01 - Jari Kelingking | Revised

1.3K 85 23
                                    

"Nadine, kayak Luna dong, dia udah bisa beliin Mama barang branded nih," ucap Elina seraya menunjukan tas dengan merk Chanel.

"Padahal umurnya tuaan kamu, kalo sekolah juga dia baru kelas dua SMA, tapi udah pinter cari uang tuh anak Tante. Gak kayak kamu! Mikirin kuliah terus, egois," timpal Kaye—tantenya.

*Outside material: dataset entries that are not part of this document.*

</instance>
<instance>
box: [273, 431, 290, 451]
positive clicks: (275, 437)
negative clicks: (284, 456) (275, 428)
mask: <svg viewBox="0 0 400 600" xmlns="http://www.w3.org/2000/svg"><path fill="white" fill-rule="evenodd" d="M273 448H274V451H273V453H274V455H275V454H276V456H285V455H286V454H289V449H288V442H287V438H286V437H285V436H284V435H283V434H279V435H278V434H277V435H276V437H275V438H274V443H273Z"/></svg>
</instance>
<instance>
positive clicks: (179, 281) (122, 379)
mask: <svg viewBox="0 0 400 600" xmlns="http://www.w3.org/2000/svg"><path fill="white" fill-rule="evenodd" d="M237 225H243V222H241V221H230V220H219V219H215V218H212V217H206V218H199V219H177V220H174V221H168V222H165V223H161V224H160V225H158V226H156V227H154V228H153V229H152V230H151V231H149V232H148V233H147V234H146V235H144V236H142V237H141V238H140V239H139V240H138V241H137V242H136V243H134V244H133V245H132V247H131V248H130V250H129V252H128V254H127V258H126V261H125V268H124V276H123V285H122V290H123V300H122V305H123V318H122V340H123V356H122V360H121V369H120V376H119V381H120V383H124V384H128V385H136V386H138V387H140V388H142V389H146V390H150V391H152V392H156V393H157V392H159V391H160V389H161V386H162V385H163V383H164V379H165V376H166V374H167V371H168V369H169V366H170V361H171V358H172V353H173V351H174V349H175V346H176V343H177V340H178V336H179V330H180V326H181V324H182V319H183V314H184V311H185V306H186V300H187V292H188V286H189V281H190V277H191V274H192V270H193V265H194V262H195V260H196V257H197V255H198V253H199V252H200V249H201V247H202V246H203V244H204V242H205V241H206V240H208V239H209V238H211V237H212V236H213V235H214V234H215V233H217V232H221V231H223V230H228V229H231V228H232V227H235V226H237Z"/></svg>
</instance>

Nadine yang tengah sibuk dengan tugas kuliah, hanya diam mendengarkan kata demi kata yang keluar dari mulut dua orang wanita paruh baya di depannya ini. Egois, ya? Tantenya itu tak sadar apa, yang dia ucapkan tadi juga terdengar egois bagi Nadine.

Sementara, objek yang sedang di bicarakan—Luna—tampak memamerkan senyum sinisnya pada Nadine, bersombong diri dengan pujian yang dilayangkan untuknya.

"Aku kuliah juga buat masa depan kalian," balas Nadine, sebab rasa sesak di dadanya sudah tidak bisa di tahan lagi.

Elina sendiri tampak mendecih. "Halah! Kamu ini sok banget sih, buat masa depan apanya coba? Sekarang aja kamu belum bisa kayak Luna beliin Mama barang mewah gini," hardiknya.

Wajah Nadine seketika memanas, sorot matanya tajam menatap layar laptop di pangkuan. "Tahu, Nad! Kamu gak kasian apa sama Mama kamu? Udah mulai tua lho, kapan kamu bisa bahagiain dia? Keburu mati!"

"Tante! Jaga ya bicara Tante!" bentak Nadine seraya bangkit dari duduk dengan tatapan nyalang.

Luna yang tak terima Kaye dibentak pun langsung berdiri dan mendorong bahu Nadine dengan kencang. "Ada juga lo yang harus jaga bicara! Inget, lo lagi ngomong sama orang tua brengsek!"

"Lo yang brengsek!" balas Nadine, yang membuat Luna kesal dan langsung menamparnya.

Nadine jelas tak tinggal diam, dia membalas tamparan itu, hingga akhirnya membuat mereka berdua saling jambak, hingga Kaye dan Elina langsung sigap menengahi.

"Nadine, cukup, ya! Kamu kalau iri sama Luna jangan kayak gini dong!" sergah Kaye.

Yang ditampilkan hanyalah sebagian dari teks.